Hyperspectal images require complex processing before practical use. One of the important goals of hyperspectral imaging is to obtain the images of reflectance spectrum. A raw image obtained by hyperspectral remote sensing usually undergoes conversion to a physical quantity representing the intensity of light energy, called radiance. In order to obtain the reflectance spectrum of surface, the contribution of atmosphere needs to be addressed and then divided by a spectrum of ``white reference.\u27\u27 Furthermore, the obtained reflectance spectra of image pixels are likely to be the mixtures of multiple species due to limited spatial resolution from orbits around planets.

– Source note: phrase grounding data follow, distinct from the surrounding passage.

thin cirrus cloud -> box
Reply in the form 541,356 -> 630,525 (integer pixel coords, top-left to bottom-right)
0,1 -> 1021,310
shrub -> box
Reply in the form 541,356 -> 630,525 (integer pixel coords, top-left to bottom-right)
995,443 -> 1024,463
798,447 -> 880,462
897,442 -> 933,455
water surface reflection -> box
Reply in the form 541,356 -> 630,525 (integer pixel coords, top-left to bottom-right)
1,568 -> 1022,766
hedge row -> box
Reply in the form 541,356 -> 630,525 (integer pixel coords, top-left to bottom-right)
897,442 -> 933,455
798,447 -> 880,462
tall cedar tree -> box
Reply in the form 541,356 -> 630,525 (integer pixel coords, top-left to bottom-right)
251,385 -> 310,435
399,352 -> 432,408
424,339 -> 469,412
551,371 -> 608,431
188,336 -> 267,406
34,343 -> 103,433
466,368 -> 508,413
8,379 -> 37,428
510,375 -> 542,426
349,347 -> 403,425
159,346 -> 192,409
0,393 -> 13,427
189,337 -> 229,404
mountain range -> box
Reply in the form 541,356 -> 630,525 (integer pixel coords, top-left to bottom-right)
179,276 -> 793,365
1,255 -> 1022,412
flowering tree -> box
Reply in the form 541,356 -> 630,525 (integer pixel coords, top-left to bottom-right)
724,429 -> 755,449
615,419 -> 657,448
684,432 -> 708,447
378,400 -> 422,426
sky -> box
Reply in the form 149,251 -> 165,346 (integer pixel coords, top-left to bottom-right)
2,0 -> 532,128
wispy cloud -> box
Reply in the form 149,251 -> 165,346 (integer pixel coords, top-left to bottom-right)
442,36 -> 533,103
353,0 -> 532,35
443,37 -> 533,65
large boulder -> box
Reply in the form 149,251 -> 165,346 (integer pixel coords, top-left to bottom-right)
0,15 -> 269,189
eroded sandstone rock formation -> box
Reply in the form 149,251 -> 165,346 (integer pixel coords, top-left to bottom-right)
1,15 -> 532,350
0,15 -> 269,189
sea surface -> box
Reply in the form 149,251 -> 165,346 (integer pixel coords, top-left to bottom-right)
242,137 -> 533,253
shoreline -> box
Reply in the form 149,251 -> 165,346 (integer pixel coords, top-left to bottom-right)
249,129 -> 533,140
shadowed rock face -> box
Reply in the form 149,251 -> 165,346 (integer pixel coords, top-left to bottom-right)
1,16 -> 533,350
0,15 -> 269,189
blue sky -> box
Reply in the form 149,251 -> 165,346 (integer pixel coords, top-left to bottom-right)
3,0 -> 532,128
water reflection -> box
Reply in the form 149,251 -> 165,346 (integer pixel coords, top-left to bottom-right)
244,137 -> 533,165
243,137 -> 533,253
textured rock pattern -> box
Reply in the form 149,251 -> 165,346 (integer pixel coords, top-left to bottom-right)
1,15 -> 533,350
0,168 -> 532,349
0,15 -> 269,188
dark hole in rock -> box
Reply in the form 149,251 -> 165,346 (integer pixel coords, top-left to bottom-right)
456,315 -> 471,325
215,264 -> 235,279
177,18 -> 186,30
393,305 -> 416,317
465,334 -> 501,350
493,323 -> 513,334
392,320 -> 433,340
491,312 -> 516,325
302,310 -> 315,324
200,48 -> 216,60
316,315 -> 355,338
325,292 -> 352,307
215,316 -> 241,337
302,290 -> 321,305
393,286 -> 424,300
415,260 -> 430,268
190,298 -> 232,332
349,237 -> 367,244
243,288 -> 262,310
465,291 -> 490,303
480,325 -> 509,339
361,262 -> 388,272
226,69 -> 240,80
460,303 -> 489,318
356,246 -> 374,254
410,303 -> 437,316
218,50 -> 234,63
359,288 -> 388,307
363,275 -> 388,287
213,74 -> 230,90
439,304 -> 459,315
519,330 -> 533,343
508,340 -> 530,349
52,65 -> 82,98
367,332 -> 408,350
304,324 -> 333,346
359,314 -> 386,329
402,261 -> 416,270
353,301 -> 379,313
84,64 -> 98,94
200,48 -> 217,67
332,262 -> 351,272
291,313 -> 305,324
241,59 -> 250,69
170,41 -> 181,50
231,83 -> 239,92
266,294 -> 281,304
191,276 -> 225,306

Hyperspectral unmixing is an attempt to unmix those pixels - to identify substantial components and estimate their fractional abundances. Hyperspectral unmixing has been widely explored in the literature, but there are still many aspects yet to be studied. The majority of research focuses on the development of methods to retrieve correct substantial components and accurate fractional abundances. Their theoretical aspects are rarely investigated. Chapter 2 will pursue a theoretical aspect of sparse unmixing, one of the hyperspectral unmixing problems and derive its theoretical conditions that guarantee the correct identification of substantial components.
Hyperspectral unmixing can also be used for other stages of hyperspectral data processing. Chapter 3 explores the application of hyperspectral unmixing to the processing of hyperspectral image acquired by the Compact Reconnaissance Imaging Spectrometer for Mars (CRISM) onboard the Mars Reconnaissance Orbiter (MRO). In particular, new atmospheric correction and de-noising methods for the CRISM data that use a hyperspectral unmixing to model surface spectra, are introduced. The new methods remove most of the problematic systematic artifacts present in CRISM images and significantly improve signal quality.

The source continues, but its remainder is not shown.